According to Gálvez, the opposition candidate, the most serious aspect of the situation with lithium is that Mexico does not have the technology to process that clay and extract lithium. “It has been [two] years since the law and we have not removed a gram of lithium because it is not just digging and extracting,” she said.
In April 2022, at the behest of President Andrés Manuel López Obrador, the country's mining law was reformed to “nationalize” lithium (although it already belonged to the nation according to the Constitution). Subsequently, the state company LitioMX was created to be put in charge of the entire lithium production and commercial chain.
I'm assuming it will be one of the following: when a deal is done on Amapa with the JV partner or full buyout of Dev, maybe it will run up in anticipation. The PFS being updated with the economics of 67% shipped to the USA might make things move also. Granting of licenses is another catalyst. EMH DFS may help, or some good drill results with Evergreen.
What I would say is KDNC is far too cheap, looking around on AIM ZIOC market cap is £45.79m and they are in the Republic of Congo with (2014) $2.2bn capital expenditure to get 12mt of 66% product. They don't have a port, they don't have a railway, they don't have an existing mine, risky jurisdiction, much higher construction risk etc, yes it's a big resource and they [currently] have 100% of but it may never get to production and holders will be continually diluted, I'd take my chances here vs there any day. Our mine life can be expanded with the neighbouring deposits also.

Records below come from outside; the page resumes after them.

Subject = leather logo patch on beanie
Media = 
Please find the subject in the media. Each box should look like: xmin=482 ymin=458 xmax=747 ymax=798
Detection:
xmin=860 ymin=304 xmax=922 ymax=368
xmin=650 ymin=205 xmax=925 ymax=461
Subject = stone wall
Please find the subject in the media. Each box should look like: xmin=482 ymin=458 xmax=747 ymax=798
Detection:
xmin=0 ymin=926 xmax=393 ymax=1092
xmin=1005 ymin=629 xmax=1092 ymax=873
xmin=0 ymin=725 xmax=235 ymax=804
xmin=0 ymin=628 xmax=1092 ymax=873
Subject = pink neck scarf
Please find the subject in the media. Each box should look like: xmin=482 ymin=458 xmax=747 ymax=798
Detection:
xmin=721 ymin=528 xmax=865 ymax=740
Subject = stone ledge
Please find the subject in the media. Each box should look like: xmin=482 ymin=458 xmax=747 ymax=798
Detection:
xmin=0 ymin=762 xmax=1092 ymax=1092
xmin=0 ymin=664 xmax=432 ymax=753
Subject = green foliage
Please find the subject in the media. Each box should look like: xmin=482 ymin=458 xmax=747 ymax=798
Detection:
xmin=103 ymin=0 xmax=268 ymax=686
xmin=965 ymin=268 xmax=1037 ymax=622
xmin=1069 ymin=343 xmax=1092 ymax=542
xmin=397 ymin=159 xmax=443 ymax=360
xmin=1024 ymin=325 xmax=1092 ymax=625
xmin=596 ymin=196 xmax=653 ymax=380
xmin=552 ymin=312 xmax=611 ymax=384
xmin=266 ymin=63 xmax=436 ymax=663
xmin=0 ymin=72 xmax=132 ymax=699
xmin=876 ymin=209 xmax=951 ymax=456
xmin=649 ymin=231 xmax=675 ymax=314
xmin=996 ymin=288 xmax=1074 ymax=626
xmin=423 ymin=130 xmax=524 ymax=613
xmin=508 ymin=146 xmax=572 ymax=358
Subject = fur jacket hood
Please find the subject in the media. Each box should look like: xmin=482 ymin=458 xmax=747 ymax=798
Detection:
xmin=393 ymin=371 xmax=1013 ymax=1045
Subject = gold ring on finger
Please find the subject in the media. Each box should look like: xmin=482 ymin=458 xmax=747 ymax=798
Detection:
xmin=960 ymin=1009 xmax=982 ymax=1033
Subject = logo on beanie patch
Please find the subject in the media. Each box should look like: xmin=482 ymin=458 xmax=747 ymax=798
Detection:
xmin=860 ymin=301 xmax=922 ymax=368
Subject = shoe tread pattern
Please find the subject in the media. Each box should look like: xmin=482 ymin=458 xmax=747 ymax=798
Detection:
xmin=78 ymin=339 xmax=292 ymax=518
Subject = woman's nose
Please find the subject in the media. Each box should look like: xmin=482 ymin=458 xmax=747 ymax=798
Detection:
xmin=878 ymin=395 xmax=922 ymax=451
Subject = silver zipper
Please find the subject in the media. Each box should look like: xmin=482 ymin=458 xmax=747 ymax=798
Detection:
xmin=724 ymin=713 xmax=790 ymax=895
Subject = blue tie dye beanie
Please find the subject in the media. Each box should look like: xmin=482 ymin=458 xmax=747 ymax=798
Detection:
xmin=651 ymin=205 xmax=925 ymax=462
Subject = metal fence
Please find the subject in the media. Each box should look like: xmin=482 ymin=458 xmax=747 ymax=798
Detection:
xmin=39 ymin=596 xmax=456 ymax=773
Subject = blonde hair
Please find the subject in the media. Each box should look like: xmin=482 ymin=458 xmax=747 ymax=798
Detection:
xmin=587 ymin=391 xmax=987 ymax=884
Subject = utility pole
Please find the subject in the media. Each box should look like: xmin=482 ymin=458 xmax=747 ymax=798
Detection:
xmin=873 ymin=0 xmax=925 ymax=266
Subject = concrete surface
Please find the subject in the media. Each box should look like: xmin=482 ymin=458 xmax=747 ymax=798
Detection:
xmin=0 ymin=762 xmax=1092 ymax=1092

Https://www.edisongroup.com/research/real-progress-real-value/32853/
Yes, personally I don’t think a typical PFS discount is fair because this is a proven operation so lower risk than a typical PFS.
If you mean our stake in the Amapa project via Dev Mineracao then the cash would go to Cadence and the share price would increase to reflect that cash balance (probably not fully), the policy of Cadence is to re-invest but it should depend on how the share price is, if there is a discount to NAV then buying back shares or distributing some or all of the cash to shareholders as a dividend should be a consideration.
Clearly management see the mine as worth far more than the $110m book value and I expect it to be worth more once licensing and 67% test work is proven as the NPV will be well over $1bn at that point.
My research suggested around 20-25% of NPV is a fair value for PFS stage however this being a proven refurb then 30% may be a fairer assumption, $949 x 30% is $285m, I expect 67% would move the NPV up above $1.5bn and 30% of NPV to $450m, KDNC stake being worth $150m. Perhaps the current environment means we take $100m, which gets you to about 44p per share.
If I were a shrewd PE investor wanting ownership of the project I'd be making an offer to buy out KDNC for less than 44p to get the Dev (and EMH and EG1 and Sonora) holding at a substantial discount to book (& fair) value. They could then fund it up to the 49% via Cadence at a cheaper rate given the lack of strategic shareholders to block it. I'm surprised it hasn't happened yet.